Bei diesem Beispiel wurde aber im ersten Monat (Okt.2004)die Grenze zunächst eingehalten!!! Das ist dann so korrekt. Wenn aber gleich im ersten Monat überschreiten vorliegt, dann kommt es nicht zu dieser Lösung.

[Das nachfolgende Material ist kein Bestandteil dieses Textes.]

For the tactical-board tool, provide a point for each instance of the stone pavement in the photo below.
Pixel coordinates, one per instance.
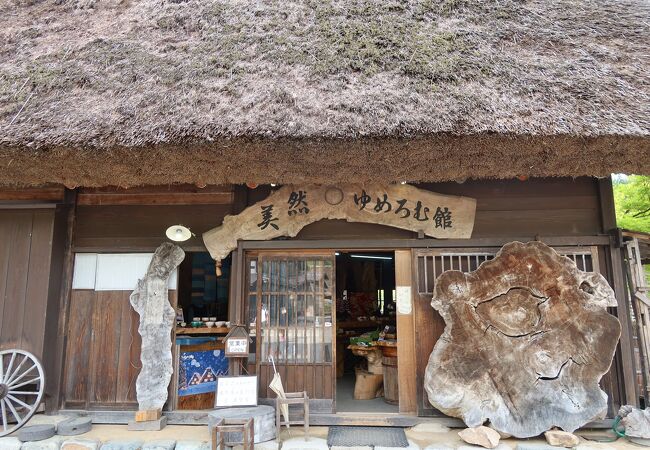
(426, 436)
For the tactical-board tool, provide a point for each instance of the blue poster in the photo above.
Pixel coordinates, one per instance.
(198, 371)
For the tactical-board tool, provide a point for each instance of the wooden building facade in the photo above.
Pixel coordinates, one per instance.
(87, 333)
(182, 113)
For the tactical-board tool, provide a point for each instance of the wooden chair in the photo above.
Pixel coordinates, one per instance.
(225, 426)
(292, 398)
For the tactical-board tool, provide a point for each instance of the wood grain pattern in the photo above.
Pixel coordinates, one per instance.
(54, 193)
(104, 226)
(527, 341)
(76, 373)
(546, 207)
(25, 261)
(105, 348)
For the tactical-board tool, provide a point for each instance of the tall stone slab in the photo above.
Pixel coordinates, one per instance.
(150, 299)
(526, 342)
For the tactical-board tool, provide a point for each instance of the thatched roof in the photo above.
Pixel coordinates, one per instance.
(158, 91)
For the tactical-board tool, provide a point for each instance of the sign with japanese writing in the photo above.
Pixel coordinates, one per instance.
(286, 211)
(236, 391)
(237, 346)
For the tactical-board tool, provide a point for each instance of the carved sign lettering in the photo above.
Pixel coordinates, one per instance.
(290, 208)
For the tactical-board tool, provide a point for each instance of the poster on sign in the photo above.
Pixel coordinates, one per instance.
(236, 391)
(237, 346)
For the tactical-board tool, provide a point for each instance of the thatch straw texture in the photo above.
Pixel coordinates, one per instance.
(134, 92)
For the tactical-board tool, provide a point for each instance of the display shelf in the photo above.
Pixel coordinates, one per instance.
(202, 330)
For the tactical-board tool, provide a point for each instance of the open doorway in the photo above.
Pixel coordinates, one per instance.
(366, 333)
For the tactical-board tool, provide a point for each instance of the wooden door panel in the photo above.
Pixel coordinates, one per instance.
(296, 323)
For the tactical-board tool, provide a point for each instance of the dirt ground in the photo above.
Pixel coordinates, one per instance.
(424, 434)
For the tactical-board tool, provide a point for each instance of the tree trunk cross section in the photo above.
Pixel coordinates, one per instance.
(526, 342)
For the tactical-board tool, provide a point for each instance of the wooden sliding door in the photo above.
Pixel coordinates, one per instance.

Am besten zu einer Beratungsstelle der RV mit Bescheid der RV und Bew.Bescheid der Agentur und klären lassen.

von
Beitrag

Analoge Anwendung zu § 96a VI aus § 34 VI:

Die Möglichkeit des zweimaligen Überschreitens ist einzuräumen, wenn der Hinzuverdienst die maßgebende Hinzuverdienstgrenze des Vormonats überschreitet. "Maßgebend" kann eine Hinzuverdienstgrenze nur dann sein, wenn auch im Vormonat tatsächlich ein Hinzuverdienst - unabhängig von dessen Höhe - vorhanden ist (neues Fenster)(ISRV:AF:SGB 6 § 34 AFNR 42).
Liegt im Vormonat ein negatives Arbeitseinkommen oder ein Arbeitseinkommen in Höhe von 0 Euro vor, ist kein Hinzuverdienst vorhanden, mit dem die Hinzuverdienstgrenze eingehalten wird. Ein Überschreiten bis zum Doppelten der Hinzuverdienstgrenze im Folgemonat ist daher nicht zulässig (neues Fenster)(ISRV:NI:AGHZVG 2/2008 6).
Die Prüfung, ob ein Überschreiten vorliegt, richtet sich stets nach der im Vormonat eingehaltenen Hinzuverdienstgrenze. Die (anteilige) Rente bleibt solange unverändert, bis sich der Hinzuverdienst so ändert, dass dadurch die im Vormonat maßgebende Hinzuverdienstgrenze überschritten wird (neues Fenster)(ISRV:AF:SGB 6 § 34 AFNR 39). Bei Überschreiten dieser Hinzuverdienstgrenze ist zu prüfen, ob der Hinzuverdienst innerhalb des Doppelten dieser Hinzuverdienstgrenze liegt. Gegebenenfalls ist die Rente in der bisherigen Höhe (des Vormonats) weiterzuzahlen.

von
Sigi

Nochmal hallo,
danke für die Antworten.
Ich weiß nicht , ob ich mich mißverständlich ausgedrückt habe. Hier nochmal die Fakten:
ab Februar Teilrente, aufgestockt durch Krankengeld (3,00 € pro Kalendertag). Im Oktober trat ALG hinzu, es erfolgte keine Überschreitung der Hinzuverdienstgrenze. Die Rente wurde voll gezahlt. Ab Dezember ganz gestrichen.
Ich werde also Widerspruch einlegen, die Informationen für das nächste Jahr werde ich auch überprüfen lassen, zumal ich auch wegen der Altersrente einen Termin bei der BfA vereinbaren will. Nochmals vielen Dank
Sigi

von
Beitrag

Ups! Also im November noch voll gezahlt trotz ALG I! Sorry, dann auf jeden Fall Widerspruch!!

Viel Erfolg!

von
Beitrag

Ggf. liegt die Überschreitung ab Dezember wegen des Bezugs des ALG I über eine ganzen Monat dann über der DOPPELTEN Grenze...

In jedem Fall Aufklärung einholen und sicherheitshalber Widerspruch.